阿瑟*韦尔斯利手下一眾上校均分校级军官那一份额,单人通常可拿到1000至2000英镑,抵得上普通上尉数年军餉。
明面上英国军队的法律森严,严禁私自劫掠,但私下里军官们都会悄悄截留珠宝、名贵器物,这类不上帐的財物,往往还要在高阶圈子里再行私下分润,成为心照不宣的灰色收入。
要知道,英军普通士兵全年军餉不过十余英镑,上尉军官年薪也不足百镑。
杜根问库克,“这里面有多少是属於我个人的?”
库克先是一愣,隨即如实作答:“按惯例计算,您个人至少可以分得三千英镑。当然,钱款由您全权支配。”
这个时代,將战利品尽数中饱私囊的军官比比皆是,也常有因分配不公、拖欠军餉引发军队譁变的先例。
但杜根本就看淡钱財,从没想过要把这笔钱独吞。
“去传令,召集全团上尉及以上军官前来此处集合。
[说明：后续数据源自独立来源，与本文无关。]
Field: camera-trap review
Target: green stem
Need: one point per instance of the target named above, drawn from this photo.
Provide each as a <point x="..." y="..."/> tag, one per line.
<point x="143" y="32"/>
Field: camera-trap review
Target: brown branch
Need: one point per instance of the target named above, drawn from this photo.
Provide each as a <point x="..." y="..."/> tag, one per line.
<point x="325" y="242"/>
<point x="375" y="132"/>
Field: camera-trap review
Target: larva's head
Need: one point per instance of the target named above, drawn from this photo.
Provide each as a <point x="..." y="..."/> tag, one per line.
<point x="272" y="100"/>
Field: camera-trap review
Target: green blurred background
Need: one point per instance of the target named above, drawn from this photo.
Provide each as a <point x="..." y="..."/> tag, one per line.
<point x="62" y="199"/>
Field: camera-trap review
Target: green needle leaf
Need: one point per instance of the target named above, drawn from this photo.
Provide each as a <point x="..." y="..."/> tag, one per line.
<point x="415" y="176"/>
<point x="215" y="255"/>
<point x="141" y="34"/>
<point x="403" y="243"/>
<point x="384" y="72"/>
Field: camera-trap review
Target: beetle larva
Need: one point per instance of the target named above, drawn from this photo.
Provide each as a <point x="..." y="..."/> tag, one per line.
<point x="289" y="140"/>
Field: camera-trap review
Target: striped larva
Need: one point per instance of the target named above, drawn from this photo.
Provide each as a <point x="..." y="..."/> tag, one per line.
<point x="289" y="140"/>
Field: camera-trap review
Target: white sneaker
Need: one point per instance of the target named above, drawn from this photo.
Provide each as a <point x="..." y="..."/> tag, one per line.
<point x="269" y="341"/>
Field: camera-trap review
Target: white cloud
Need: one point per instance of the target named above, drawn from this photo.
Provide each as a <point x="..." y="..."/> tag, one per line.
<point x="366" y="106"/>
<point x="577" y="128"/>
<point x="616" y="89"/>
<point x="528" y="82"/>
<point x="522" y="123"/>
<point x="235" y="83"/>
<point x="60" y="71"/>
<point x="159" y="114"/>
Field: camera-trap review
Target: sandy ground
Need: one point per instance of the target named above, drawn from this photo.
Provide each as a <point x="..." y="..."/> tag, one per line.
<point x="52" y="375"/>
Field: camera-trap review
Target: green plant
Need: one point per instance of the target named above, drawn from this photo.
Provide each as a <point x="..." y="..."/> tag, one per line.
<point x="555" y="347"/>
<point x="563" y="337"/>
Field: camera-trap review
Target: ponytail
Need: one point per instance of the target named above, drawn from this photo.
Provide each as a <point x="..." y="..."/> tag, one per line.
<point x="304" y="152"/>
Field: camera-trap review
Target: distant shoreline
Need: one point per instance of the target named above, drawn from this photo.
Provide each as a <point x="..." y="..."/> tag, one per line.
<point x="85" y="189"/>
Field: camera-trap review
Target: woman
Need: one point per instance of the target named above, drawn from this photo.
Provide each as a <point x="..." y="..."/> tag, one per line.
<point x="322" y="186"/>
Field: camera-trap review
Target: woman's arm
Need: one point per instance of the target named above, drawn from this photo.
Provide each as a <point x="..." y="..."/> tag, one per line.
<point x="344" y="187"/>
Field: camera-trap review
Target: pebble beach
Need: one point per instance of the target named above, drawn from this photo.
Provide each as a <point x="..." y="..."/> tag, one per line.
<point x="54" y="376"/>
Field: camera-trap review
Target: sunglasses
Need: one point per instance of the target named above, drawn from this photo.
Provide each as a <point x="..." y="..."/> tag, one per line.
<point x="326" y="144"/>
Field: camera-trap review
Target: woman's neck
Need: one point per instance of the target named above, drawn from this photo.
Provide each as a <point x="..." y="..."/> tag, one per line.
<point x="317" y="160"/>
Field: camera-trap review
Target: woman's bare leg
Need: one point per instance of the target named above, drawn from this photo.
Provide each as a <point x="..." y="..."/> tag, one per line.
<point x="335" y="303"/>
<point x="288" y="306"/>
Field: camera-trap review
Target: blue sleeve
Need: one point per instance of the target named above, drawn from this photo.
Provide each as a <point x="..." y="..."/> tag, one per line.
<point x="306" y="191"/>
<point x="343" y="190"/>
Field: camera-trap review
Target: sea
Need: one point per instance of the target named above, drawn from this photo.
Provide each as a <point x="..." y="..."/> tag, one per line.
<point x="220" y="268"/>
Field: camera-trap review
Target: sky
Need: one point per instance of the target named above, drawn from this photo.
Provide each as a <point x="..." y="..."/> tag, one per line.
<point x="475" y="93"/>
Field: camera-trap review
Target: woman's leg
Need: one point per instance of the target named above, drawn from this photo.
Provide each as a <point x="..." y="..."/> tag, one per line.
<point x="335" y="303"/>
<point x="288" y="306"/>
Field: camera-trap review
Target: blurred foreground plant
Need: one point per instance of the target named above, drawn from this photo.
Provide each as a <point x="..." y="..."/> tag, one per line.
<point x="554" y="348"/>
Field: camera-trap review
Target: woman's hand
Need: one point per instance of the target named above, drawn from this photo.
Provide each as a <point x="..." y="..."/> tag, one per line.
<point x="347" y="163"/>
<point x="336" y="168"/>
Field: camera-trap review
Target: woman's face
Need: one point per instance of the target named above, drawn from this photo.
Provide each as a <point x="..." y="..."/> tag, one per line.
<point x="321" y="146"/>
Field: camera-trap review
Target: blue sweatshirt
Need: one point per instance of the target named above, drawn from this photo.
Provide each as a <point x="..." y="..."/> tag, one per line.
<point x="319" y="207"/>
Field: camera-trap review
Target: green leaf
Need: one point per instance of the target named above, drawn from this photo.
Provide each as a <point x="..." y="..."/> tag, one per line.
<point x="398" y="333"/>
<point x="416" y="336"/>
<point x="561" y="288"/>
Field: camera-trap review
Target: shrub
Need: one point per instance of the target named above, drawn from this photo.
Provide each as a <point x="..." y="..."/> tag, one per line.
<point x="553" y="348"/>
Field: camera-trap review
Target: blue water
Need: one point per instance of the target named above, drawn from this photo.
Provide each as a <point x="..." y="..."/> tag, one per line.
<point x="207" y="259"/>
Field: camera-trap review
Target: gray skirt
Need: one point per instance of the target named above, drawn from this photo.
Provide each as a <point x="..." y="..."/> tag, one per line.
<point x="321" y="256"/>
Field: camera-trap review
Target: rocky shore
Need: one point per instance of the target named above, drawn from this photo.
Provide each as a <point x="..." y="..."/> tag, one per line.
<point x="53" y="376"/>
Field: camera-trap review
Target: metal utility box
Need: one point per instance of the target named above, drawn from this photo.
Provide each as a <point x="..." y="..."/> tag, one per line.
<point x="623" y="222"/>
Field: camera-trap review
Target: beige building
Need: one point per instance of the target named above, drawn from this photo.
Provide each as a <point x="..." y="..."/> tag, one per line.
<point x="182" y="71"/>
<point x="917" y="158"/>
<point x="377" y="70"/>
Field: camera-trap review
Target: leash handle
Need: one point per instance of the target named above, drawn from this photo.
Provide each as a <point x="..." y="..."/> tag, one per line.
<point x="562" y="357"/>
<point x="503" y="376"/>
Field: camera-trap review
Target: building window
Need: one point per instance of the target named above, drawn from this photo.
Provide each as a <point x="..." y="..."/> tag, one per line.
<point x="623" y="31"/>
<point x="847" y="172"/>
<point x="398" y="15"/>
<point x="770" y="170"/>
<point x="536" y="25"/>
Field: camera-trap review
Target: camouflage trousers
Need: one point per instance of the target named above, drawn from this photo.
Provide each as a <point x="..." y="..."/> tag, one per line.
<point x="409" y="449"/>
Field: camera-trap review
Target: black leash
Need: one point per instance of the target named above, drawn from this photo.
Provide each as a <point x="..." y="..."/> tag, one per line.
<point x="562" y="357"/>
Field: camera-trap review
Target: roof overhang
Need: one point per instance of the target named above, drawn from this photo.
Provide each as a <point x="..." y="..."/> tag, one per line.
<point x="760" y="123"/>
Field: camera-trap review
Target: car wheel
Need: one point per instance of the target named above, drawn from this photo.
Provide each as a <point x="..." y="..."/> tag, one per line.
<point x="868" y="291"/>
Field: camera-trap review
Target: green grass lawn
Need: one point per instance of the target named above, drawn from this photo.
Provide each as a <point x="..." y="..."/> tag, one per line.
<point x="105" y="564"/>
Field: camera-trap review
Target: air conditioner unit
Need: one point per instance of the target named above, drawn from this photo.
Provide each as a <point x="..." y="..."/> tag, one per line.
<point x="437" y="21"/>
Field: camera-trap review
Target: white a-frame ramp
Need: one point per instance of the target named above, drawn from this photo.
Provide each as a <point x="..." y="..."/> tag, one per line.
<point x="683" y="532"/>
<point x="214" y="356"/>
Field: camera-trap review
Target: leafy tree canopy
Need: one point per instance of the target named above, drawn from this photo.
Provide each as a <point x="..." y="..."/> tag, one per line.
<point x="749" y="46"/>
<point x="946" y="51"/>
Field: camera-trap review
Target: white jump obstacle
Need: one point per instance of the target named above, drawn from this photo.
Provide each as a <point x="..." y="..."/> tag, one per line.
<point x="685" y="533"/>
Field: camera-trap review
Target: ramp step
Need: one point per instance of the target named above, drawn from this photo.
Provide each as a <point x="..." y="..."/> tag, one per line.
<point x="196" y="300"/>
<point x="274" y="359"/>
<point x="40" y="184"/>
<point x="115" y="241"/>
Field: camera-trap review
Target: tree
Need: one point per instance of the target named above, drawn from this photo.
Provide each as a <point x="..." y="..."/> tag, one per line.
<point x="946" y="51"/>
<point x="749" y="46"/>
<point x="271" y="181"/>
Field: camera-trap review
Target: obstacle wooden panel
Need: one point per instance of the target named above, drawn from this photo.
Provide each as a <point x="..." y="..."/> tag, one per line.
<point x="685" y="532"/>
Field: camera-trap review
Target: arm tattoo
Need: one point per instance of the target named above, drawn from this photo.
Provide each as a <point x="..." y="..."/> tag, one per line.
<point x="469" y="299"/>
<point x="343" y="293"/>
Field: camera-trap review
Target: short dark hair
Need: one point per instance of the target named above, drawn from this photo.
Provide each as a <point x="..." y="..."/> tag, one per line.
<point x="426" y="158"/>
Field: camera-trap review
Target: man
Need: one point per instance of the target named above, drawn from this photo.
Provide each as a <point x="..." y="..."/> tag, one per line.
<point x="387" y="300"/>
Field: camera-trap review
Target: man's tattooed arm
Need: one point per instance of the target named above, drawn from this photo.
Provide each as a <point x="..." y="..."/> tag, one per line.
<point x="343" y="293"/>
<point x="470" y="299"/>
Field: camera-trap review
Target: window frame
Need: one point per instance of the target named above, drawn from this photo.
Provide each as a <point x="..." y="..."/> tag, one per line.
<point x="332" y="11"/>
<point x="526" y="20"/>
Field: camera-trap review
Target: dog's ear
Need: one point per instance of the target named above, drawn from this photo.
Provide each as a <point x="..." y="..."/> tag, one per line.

”杜根吩咐道,隨手抓起箱中几枚钱幣,又叮铃哐啷放回木箱。
不多时,各级尉官、校官尽数到场。宪兵队长汤姆虽军衔未达上尉,却手握全团军纪,也照例列席参会。
屋內安静下来,杜根环视眾人,开口说道:“今天召集大家,宣布两件事。”
“第一件,伦敦陆军部调令已至,因我在印度战区的作战表现,现已正式晋升陆军准將。”
“祝贺您,將军阁下!”一眾军官齐声致意。
24岁躋身將官,一年之內连跳数级,在海外殖民军团中堪称奇蹟。
眾人心中满是敬佩,也由衷为这位一手带出 108步兵团的主帅感到骄傲。
杜根压了压手,继续说道:“第二件,军部下令,我卸任之后即刻返回伦敦,等候新的任命。”
话音落下,方才略显热闹的屋子瞬间沉寂。
军官们脸上的喜色褪去,取而代之的是或多或少的失落与不舍。
杜根抬手示意库克將装著钱幣的木箱推到眾人眼前。
“这批战利品一共七千五百英镑。在场各位军官,每人领取三百英镑,余下所有钱款,全部分发给团里的普通士兵。”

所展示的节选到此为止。